Menangis adalah satu-satunya hal yang dapat Jisoo lakukan untuk sekarang ini. Menyambut uluran tangan ayahnya. Diletakkan di pipi kirinya. Menangis semakin kencang.
"Jisoo... Jadilah anak yang baik. Ya?"
Setelah kalimat itu tersampaikan, Myunsoo tidak sadarkan diri. Membuat Jisoo semakin panik. Tangisannya jadi semakin nyaring. Berlari keluar dari rumah, meski hujan masih sangat deras. Berteriak. Meminta pertolongan. Berhasil menemukan keberadaan orang asing tidak jauh dari rumahnya. Berdiri di tengah guyuran hujan. Tanpa merasa takut Jisoo menghampiri sosok itu. "Paman, tolong Ayah Jisoo! Tolong, Paman! Tolong... Cepat..."
Seperti seorang anak kecil pada umumnya, satu-satunya kegiatan yang bisa Jisoo lakukan selama menunggu ayahnya di rumah sakit adalah menangis. Bukan berarti tidak ada yang peduli. Seseorang yang dimintainya tolong pun sebenarnya sudah berusaha keras menenangkan. Namun berakhir gagal. Hingga beberapa puluh menit berlalu, akhirnya dokter yang menangani Myunsoo keluar dari ruang operasi dengan raut wajah penuh penyesalan.
Jisoo berlari menghampiri sang dokter. "Ayah Jisoo baik-baik saja kan, Dok?

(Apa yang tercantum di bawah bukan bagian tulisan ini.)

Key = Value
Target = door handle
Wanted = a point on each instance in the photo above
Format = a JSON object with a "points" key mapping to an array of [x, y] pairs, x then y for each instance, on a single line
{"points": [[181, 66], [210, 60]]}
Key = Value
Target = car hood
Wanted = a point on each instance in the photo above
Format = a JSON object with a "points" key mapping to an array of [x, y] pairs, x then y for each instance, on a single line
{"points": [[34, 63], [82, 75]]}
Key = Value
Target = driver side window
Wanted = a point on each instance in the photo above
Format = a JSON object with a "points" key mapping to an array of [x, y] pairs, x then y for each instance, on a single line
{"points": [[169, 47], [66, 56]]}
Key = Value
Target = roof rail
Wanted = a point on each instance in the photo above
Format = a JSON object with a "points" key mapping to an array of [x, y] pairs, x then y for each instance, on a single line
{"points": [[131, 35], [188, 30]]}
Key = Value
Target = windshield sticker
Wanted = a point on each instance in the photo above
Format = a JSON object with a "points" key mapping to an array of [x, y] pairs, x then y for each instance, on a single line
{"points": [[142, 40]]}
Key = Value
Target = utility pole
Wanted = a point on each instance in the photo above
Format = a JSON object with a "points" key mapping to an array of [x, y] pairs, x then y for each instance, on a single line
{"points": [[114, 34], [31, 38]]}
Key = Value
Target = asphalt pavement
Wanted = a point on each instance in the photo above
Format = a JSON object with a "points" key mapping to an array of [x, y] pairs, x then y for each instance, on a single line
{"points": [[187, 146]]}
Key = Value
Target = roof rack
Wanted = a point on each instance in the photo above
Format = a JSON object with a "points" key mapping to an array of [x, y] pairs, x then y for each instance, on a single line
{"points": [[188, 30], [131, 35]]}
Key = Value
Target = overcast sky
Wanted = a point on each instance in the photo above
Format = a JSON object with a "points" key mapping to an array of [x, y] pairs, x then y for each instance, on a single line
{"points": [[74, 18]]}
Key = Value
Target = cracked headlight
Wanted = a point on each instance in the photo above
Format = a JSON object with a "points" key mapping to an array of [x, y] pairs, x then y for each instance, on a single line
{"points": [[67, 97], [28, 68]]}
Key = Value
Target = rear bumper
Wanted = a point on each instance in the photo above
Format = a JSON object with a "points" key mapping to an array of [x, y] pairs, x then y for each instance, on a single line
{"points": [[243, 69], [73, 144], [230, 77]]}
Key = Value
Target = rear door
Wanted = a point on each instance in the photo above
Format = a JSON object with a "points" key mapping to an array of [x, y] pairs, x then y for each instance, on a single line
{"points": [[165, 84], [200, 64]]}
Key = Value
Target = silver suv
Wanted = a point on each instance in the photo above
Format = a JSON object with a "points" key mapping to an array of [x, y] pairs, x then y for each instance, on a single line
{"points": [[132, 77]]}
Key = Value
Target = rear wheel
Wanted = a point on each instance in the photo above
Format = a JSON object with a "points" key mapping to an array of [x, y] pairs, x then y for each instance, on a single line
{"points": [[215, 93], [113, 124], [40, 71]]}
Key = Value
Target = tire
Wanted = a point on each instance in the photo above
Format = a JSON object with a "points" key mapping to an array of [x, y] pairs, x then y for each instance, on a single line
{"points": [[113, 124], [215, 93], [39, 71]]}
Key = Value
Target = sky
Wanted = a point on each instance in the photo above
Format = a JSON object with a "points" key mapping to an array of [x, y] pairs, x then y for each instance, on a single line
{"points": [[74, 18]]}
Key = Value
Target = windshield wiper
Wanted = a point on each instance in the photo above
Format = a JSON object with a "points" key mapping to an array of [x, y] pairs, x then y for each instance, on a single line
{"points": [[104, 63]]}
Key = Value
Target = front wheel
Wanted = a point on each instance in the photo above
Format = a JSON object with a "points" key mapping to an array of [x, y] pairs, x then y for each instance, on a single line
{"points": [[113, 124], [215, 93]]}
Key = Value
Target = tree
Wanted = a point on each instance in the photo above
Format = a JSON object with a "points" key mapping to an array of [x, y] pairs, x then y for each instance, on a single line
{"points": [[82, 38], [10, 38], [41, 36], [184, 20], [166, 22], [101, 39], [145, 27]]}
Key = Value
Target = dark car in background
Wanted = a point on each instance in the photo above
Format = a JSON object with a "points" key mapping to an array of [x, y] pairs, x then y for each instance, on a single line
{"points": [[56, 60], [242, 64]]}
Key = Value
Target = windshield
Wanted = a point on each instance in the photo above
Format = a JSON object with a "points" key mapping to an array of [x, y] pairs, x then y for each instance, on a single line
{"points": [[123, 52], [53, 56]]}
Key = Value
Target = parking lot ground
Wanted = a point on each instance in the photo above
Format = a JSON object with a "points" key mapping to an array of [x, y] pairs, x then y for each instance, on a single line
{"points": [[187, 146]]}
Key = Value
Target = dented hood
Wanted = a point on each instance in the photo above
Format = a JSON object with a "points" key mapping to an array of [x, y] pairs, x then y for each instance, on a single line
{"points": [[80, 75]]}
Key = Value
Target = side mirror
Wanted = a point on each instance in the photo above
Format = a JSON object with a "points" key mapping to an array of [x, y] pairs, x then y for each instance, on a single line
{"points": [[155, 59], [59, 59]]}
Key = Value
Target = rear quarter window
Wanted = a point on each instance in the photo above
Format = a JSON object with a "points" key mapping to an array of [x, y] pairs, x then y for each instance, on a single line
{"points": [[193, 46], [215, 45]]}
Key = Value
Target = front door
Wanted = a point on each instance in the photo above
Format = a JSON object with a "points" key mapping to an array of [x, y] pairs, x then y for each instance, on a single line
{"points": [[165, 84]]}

Jisoo ingin masuk. Jisoo ingin bertemu dengan Ayah!"
Akan tetapi, dokter itu malah mencegat tubuh kecil Jisoo. Melarang anak itu masuk dan bertemu dengan ayahnya. Dari kejauhan, orang yang telah membantu Jisoo mengantar Myunsoo ke rumah sakit hanya bisa memperhatikan. Tahu persis dengan apa yang terjadi, meski hanya dengan mengamati raut wajah si dokter. Ikut meneteskan air mata. Meski tidak kenal dengan keluarga kecil ini, ia tahu persis bagaimana rasanya ditinggalkan.
Dokter itu menjongkokkan badan di hadapan Jisoo. Menyeimbangkan tinggi badan mereka. "Maaf, sayang... Ayah sudah pergi. Jisoo anak yang baik. Doakan Ayah Jisoo supaya bahagia di Surga. Ya?"
Pertahanan anak itu runtuh. Dunianya gelap, tanpa ada satu pun cahaya untuk menuntunnya keluar.
BLACK ROMANCE
2 Juni 2020
© tirameashu
KAMU SEDANG MEMBACA
Black Romance (✓)
Fanfiction[SEOKSOO GS Fanfiction] Seokmin adalah penyelamat hidupnya, hanya itu yang Jisoo tahu. Seokmin adalah rumah baginya, hanya itu yang membuat Jisoo bertahan. Seokmin adalah buku diary-nya, hanya itu yang Jisoo rasakan. Akan tetapi, tanpa Jisoo tahu, S...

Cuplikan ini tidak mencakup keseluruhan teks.